Lange war dieser Satz ein Dogma. Wir haben gelebt um zu arbeiten. Nur wer lange an der Werkbank stand oder im Büro saß, nur wer studierte und wenn er es schaffte promovierte, machte Karriere, verdiente gutes Geld und konnte sich den Luxus leisten, den er zu brauchen glaubte. Aber was ist das Ergebnis? Die Hälfte aller Arbeitnehmer in unserem Land fühlt sich gestresst und total ausgelaugt. Burnout ist im Vormarsch, Mobbing und Depressionen kommen immer häufiger vor. Auch hier kann Minimalismus Abhilfe schaffen. Etwas kürzer treten, vielleicht nur noch halbtags arbeiten, einmal ganz auszusteigen, sich Träume erfüllen oder durch die Welt zu reisen. Sicher, das kann nicht jeder, aber es gibt viele Möglichkeiten. Ein Jobwechsel, das Sabbatical, ein Auszeitjahr.

Es lohnt sich auf alle Fälle, einmal ernsthaft darüber nachzudenken, ob wir das nicht doch finanziell stemmen könnten.
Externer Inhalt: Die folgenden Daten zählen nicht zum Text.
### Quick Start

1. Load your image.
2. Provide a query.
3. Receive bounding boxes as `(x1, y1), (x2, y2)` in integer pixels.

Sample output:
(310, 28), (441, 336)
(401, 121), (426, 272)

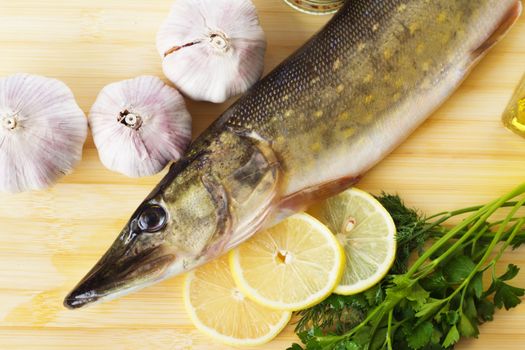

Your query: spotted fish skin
(65, 0), (521, 308)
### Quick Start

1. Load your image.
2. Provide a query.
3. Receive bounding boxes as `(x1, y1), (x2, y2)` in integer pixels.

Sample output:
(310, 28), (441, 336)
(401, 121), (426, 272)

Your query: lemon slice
(309, 188), (396, 295)
(230, 214), (344, 311)
(184, 256), (292, 346)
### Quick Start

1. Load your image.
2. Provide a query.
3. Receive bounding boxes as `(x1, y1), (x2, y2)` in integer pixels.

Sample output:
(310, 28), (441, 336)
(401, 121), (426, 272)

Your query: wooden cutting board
(0, 0), (525, 350)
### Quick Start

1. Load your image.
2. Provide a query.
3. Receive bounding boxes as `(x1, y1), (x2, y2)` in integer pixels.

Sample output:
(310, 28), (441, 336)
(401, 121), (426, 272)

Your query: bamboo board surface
(0, 0), (525, 350)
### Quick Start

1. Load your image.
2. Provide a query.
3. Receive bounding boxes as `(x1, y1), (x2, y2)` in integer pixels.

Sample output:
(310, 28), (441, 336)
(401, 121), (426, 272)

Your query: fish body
(65, 0), (521, 308)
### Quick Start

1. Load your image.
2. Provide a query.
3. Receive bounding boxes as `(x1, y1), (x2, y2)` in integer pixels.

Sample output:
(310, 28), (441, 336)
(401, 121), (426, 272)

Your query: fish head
(64, 129), (276, 309)
(64, 154), (229, 309)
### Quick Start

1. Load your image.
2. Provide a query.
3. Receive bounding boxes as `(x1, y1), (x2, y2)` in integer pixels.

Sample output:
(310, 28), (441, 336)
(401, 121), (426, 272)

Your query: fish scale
(65, 0), (521, 308)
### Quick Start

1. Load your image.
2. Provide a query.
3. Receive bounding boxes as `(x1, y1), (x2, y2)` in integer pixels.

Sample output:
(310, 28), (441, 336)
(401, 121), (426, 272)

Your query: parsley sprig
(290, 184), (525, 350)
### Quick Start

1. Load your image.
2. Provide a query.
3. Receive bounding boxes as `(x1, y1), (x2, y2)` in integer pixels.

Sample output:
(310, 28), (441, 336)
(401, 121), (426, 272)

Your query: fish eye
(138, 205), (167, 233)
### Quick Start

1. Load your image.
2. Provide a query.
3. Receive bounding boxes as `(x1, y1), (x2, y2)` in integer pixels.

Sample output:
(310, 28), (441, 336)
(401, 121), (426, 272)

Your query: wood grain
(0, 0), (525, 350)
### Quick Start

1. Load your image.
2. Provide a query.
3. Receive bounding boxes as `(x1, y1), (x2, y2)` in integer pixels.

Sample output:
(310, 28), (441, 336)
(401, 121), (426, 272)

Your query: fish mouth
(64, 248), (175, 310)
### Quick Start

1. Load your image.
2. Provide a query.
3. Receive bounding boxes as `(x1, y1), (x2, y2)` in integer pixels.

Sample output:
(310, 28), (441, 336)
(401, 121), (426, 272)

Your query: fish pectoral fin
(218, 129), (281, 251)
(201, 175), (232, 257)
(472, 1), (522, 60)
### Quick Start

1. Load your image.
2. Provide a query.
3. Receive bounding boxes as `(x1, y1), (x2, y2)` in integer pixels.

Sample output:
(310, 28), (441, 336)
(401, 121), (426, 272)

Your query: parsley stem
(447, 198), (525, 310)
(386, 309), (394, 350)
(405, 184), (525, 278)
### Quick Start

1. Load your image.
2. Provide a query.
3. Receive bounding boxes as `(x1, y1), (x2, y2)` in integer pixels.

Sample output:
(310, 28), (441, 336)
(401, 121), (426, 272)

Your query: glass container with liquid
(503, 75), (525, 137)
(284, 0), (345, 15)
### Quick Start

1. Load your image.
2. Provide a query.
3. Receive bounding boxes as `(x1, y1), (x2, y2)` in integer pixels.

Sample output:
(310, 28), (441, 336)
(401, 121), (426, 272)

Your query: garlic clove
(157, 0), (266, 103)
(0, 74), (87, 193)
(89, 76), (191, 177)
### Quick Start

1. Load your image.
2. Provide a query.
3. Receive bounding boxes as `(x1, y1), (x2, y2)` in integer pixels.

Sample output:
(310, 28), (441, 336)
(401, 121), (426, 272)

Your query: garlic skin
(157, 0), (266, 103)
(0, 74), (88, 193)
(89, 76), (191, 177)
Schließlich spart der Minimalist ja auch viel Geld durch weniger Konsum. Und selbst wenn diese Möglichkeiten nicht bestehen, sollten wir über Alternativen wie Gleitzeiten-Nutzung, das Arbeiten von Unterwegs oder zu Hause, Job-Sharing und Gehaltsverzicht gegen Freizeitgewinn ernsthaft nachdenken und dafür vielleicht aufs Eigenheim, auf ein neues Auto, die neue Couch zu verzichten.

Die Nachteile des minimalistischen Lebensstils

Obwohl dieser Lebensstil weniger Krempel, mehr Zeit, ein zufriedeneres und glücklicheres Leben, weniger Stress und eine bessere Gesundheit bedeutet, hat er auch Schattenseiten. Allerdings liegen die einzig und allein in der Reaktion der Mitmenschen. Wer Modetrends nicht mit macht, nicht ständig neu gekleidet ist und auf Shopping-Touren weitgehend verzichtet, kann den Kontakt zu manchen „Freunden“ verlieren. Es ist auch möglich, auf Skepsis oder sogar Ablehnung zu stoßen, wenn wir unseren Lebensstil ändern und andere Prioritäten setzen. Allerdings sollte uns das nicht abschrecken. Wer seine Freunde danach aussucht, was sie alles haben und wie sie ihr Leben gestalten, den können wir ohne Traurigkeit seiner Wege gehen lassen.